# I love my girls (pets)



## Pamplemousse (Apr 9, 2012)

Argh, stop looking at me!



I wouldn't mess with Ellis...


Bum patch



Uploaded with ImageShack.us
And Shelley

No mousies were allowed to play with scissors during this photoshoot.


----------



## Satin mouse (May 25, 2012)

Very cute mice!


----------



## Pamplemousse (Apr 9, 2012)

Or Sellotape...


----------



## MissPorter13 (Jun 20, 2012)

Those photos are excellent  Not only good photography of some very cute mice, but you can see their individual personalities coming through


----------



## besty74 (May 26, 2012)

love the second pic, sooo cutsie watching them clean their faces.


----------



## Fantasia Mousery (Jul 16, 2011)

Your mice are absolutely gorgeous.


----------



## Pamplemousse (Apr 9, 2012)

Thought I'd have a new little photoshoot while they were out being doted on by my partner today. Quite pleased with the results, they're such posers!

Ellis


Elizabeth looking a bit too much like a gremlin


Shelley

Shelley and Ellis hanging out

Investigations...(yeah, they're fascinated by that tape roll!)

Shelley, Queen of brains


----------



## Pamplemousse (Apr 9, 2012)

Thanks for the lovely comments everyone


----------



## besty74 (May 26, 2012)

you are very good with the camera


----------



## Pamplemousse (Apr 9, 2012)

Hee thank you! Don't be too impressed though...some come out like this...

and another large chunk are just a chocolatey blur with a tail.

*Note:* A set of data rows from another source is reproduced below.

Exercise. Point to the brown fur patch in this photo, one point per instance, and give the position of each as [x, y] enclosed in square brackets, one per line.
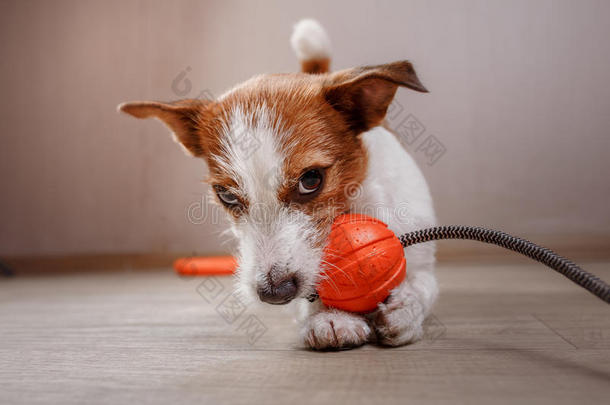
[315, 66]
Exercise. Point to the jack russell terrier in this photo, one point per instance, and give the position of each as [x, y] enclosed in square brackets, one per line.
[321, 151]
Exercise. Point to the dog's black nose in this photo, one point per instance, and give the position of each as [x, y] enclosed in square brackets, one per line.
[278, 290]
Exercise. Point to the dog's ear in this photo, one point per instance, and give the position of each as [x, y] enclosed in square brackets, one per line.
[182, 117]
[363, 94]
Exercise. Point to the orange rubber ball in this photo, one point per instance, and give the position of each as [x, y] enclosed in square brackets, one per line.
[364, 260]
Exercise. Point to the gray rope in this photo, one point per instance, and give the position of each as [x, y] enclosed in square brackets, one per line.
[546, 256]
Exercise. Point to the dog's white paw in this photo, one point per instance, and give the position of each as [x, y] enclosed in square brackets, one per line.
[399, 321]
[335, 330]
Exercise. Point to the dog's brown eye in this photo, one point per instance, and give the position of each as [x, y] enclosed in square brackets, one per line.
[226, 196]
[310, 181]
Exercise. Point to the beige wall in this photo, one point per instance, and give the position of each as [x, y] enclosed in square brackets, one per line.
[519, 97]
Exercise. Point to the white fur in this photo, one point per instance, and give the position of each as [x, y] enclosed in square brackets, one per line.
[310, 41]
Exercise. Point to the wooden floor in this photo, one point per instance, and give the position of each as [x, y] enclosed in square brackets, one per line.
[499, 334]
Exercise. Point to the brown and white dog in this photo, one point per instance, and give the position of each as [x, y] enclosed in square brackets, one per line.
[319, 151]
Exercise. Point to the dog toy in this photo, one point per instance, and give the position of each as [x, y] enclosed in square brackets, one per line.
[364, 260]
[205, 266]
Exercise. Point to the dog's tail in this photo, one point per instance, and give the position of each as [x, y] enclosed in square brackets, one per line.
[312, 46]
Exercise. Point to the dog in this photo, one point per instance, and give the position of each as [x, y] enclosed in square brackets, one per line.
[320, 150]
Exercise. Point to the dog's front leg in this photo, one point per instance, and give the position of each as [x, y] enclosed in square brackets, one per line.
[328, 328]
[399, 320]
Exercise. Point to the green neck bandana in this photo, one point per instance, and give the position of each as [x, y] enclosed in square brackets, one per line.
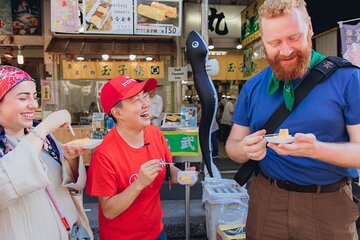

Top tip: take loads of photos and don't display the failures! (looks like I've failed at that now  )


----------



## madmouse (May 19, 2012)

What excellent photos! The lighting is so good for indoors. The mice are absolutely adorable. I like Shelley's taste in books


----------



## Pamplemousse (Apr 9, 2012)

If only she hadn't done a wee all over page 90's diagram of the limbic system 

Thanks, they're so lovely (and came from besty!)


----------



## christina (Jun 4, 2012)

theyre Beutiful!! <3


----------



## Mels (Sep 29, 2012)

Beautiful mice  Elizabeth is totally scrummy, what variety is she?

Mel


----------



## Pamplemousse (Apr 9, 2012)

Hi Mel,

I have to agree! She's a pet-standard agouti...I think the bright pink nose and paws, white whiskers and dark back stripe just add to the cute.


----------



## Pamplemousse (Apr 9, 2012)

If you ever come over to our place and we offer you fruit, don't accept it...















We also weighed them during this shoot. Elizabeth weighs 55g, Shelley 48g and Ellis 47g. I think someone's been eating all the pies. I'm also guessing they're all a bit porky for pets, but my partner wont stop shoving mealworms and millet and pasta through the bars like some overzealous father


----------



## genevie (Mar 11, 2012)

Pamplemousse said:


> Top tip: take loads of photos and don't display the failures! (looks like I've failed at that now  )


Haha this is what I always do with my squirmy little hamster! 90% of them come out blurry or just plain terrible, but the 10% I show people are too adorable for words 

I love that little head peaking out from a banana


----------



## bubbles&amp;squeak (Jun 17, 2012)

Your 'Shelley' looks exactly like my 'Bubbles' <3
I love Elizabeth - adorably chubby  
And Ellis has lovely markings  x


----------



## andypandy29us (Aug 10, 2012)

fab pics .... love the banana one


----------



## besty74 (May 26, 2012)

more great photos
very nice


----------



## Pamplemousse (Apr 9, 2012)

Thank you  If you peep closely you can see another nose poking out from under all that fruit! They nested under those bananas and weren't happy when I poked them out to try to get more exciting photos.

Bubbles, do you have pics of your Bubbles on here? I'm always spotting Shelley-a-likes!


----------